Local party official Patrick Mara says the city’s delegate total is nothing to sneeze at.
Given the potentially close national GOP convention, Mara told us, “We haven’t mattered as much since Frederick Douglass was alive and a delegate.”

And the District is not winner-take-all. The 16 votes will be proportioned among the candidates.

Plus, there are three more voting delegates — one each for the local party chairman and the national committeeman and committeewoman. But those three must vote for the winner of the local convention.

There are 10 candidates who qualified to be considered at the city Republican convention. Rand Paul was the last. Based on nominating signatures, each candidate must pay $7,500 or up to $15,000 to be considered at the convention. That’s cheap compared to other jurisdictions. In South Carolina, you pay $40,000. It’s how the various parties pay their expenses.

Obviously some candidates may drop out, but those qualified for the D.C. convention right now are Paul, Ben Carson, Ted Cruz, Donald Trump, John Kasich, Carly Fiorina, Chris Christie, Jeb Bush, Marco Rubio and Rick Santorum. (The deadline to become a candidate was Jan. 4.)

If you have questions about becoming a delegate or helping the party’s convention, contact Patrick.Mara@dcgop.com.

■ 92 percent! What were the odds? Your Notebook wishes he could have written his own report cards in school. We’re certain that the grades and the comments would have been a lot more favorable that they actually were.

We bring this up because Mayor Muriel Bowser has issued a first-year report card on her administration.

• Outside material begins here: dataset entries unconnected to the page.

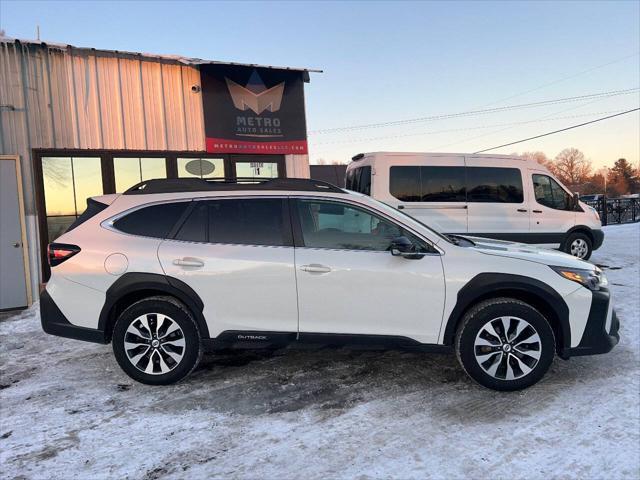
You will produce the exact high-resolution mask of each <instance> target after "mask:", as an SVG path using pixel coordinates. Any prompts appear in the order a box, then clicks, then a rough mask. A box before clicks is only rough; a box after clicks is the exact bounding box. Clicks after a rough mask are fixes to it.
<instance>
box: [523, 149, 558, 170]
mask: <svg viewBox="0 0 640 480" xmlns="http://www.w3.org/2000/svg"><path fill="white" fill-rule="evenodd" d="M520 156H521V157H522V158H525V159H527V160H535V161H536V162H538V163H539V164H540V165H544V166H545V167H546V166H548V165H549V163H550V162H551V159H550V158H549V157H547V154H546V153H544V152H523V153H522V154H521V155H520Z"/></svg>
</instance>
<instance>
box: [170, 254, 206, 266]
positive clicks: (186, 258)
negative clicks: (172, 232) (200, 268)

In a 44-page report, the mayor gives herself a grade of 92 percent on doing what she said she’d do in the first year.

“The mayor has either delivered, launched or prepared to launch 92% of the promises she committed to during the 2014/2015 Mayoral transition,” her office reported on Monday. “We laid the groundwork … for future growth and prosperity.”

In light of all of this, we give the Notebook a grade of 92 percent for knowing to stop here.


Tom Sherwood, a Southwest resident, is a political reporter for News 4.